Penis: The male external sexual organ, which functions both in sexual activity and in urination.7
Phimosis: a condition in which the foreskin of the penis is so tight that it cannot be pulled back.7
PID (Pelvic Inflammatory Disease): Inflammation of the pelvic organs, especially the uterus and fallopian tubes. PID is a major complication of women with chlamydial and gonococcal infections, and is associated with long-term morbidity such as chronic abdominal pain, menstrual disturbances, tubal pregnancy and infertility.1
Pituitary Gland: A small ductless gland at the base of the brain secreting various hormones essential for growth and other bodily functions.11
Placenta: A temporary organ formed on the wall of the uterus through which the fetus receives oxygen and nutrients from its mother and expels waste products. It also produces hormones needed to maintain pregnancy.11
Plateau: The second stage of sexual response, just before orgasm.7
Post-partum: Occurring in the period immediately after childbirth. Often used to describe temporary conditions which start and occur as a result of childbirth.1
Pre-cum: see pre-ejaculate.
Pre-ejaculate: a clear, viscous fluid secreted by the Cowper’s glands into the urethra at the base of the penis; pre-ejaculate may start to flow from the penis as soon as erection is achieved, although the quantity produced can vary from virtually none to a great deal. A slang term is pre-cum.
Premature ejaculation: ejaculation during the early stages of sexual excitement or soon after the insertion of the penis. Orgasm is reached earlier than the male or his partner wishes.
Priapism: A rare condition in which erections are long-lasting and painful.7
Pro-choice: To be pro-choice is to believe that a woman has the right to decide for herself when and whether to have a child. Pro-choice does not mean pro-abortion (the assumption being that pro-abortion means preferring that option to others). The pro-choice position does not advocate abortion over parenting or adoption. Pro-choice is a philosophy that believes each individual has the right to make decisions about their sexual and reproductive life. Self-determination is key, and regardless of a person’s decision (to use contraception, practice safer sex, abstain, become sexually active, utilize fertility interventions), each person has the right to make choices for their lives and circumstances.

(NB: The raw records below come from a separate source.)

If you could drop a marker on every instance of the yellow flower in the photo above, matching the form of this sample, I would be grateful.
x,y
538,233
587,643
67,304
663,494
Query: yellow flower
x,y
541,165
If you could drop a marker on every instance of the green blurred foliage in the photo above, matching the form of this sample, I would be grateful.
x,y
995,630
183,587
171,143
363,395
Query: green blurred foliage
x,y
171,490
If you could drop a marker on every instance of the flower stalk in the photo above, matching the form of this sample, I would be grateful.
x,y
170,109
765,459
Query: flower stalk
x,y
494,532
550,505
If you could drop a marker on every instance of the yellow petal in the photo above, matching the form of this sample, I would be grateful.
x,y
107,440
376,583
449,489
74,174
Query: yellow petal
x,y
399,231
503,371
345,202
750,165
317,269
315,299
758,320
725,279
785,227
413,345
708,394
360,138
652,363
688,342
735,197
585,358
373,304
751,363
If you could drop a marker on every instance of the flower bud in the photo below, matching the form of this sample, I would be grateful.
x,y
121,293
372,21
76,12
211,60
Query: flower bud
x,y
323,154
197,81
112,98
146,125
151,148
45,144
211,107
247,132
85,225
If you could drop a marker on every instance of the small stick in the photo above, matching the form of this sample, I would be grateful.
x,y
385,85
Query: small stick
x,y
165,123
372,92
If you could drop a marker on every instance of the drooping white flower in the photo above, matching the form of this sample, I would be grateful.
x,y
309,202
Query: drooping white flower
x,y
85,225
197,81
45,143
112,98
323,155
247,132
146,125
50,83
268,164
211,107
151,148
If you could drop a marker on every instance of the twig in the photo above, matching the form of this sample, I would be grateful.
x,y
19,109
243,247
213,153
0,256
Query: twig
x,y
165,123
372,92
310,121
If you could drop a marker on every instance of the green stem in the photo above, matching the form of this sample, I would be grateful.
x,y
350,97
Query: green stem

In addition, the philosophy of choice means supporting comprehensive sexuality education and access to all reproductive options that are legal and safe. It means defending the right of individuals to make decisions for themselves based on their own beliefs, health, and situation, and without external interference, coercion, violence, inaccurate information, or judgment.
Progesterone: One of the two female sex hormones produced by the ovaries. The other is estrogen.15
Prophylactic: 1) something used for the prevention of something else, 2) a condom
Prostate: The gland in the male, located below the bladder of males, which secretes a fluid that forms most of the semen.7 Stimulation during anal sex results in sexual pleasure.11
Puberty: Stage of life in which the reproductive system matures, and secondary sex characteristics appear.11 The period of change and growth when boys and girls start to become adults. It can take several years.15
Pubic Area: The area of the male or female body where the outer sex organs are found.15
Pubic Lice: Parasitic insects, Pediculus humanus, which infest human hair and skin in the genital region.11
Queer: Traditionally a pejorative term, "queer" has been appropriated by some Gay/Lesbian/Bisexual/ Transgendered (GLBT) people to describe themselves. Some people value the term for its defiance and because it can be inclusive of the entire GLBT community. Nevertheless, it is not universally accepted even within the GLBT community.6
Questioning: The term commonly used when someone is questioning their gender, sexual orientation, or gender identity.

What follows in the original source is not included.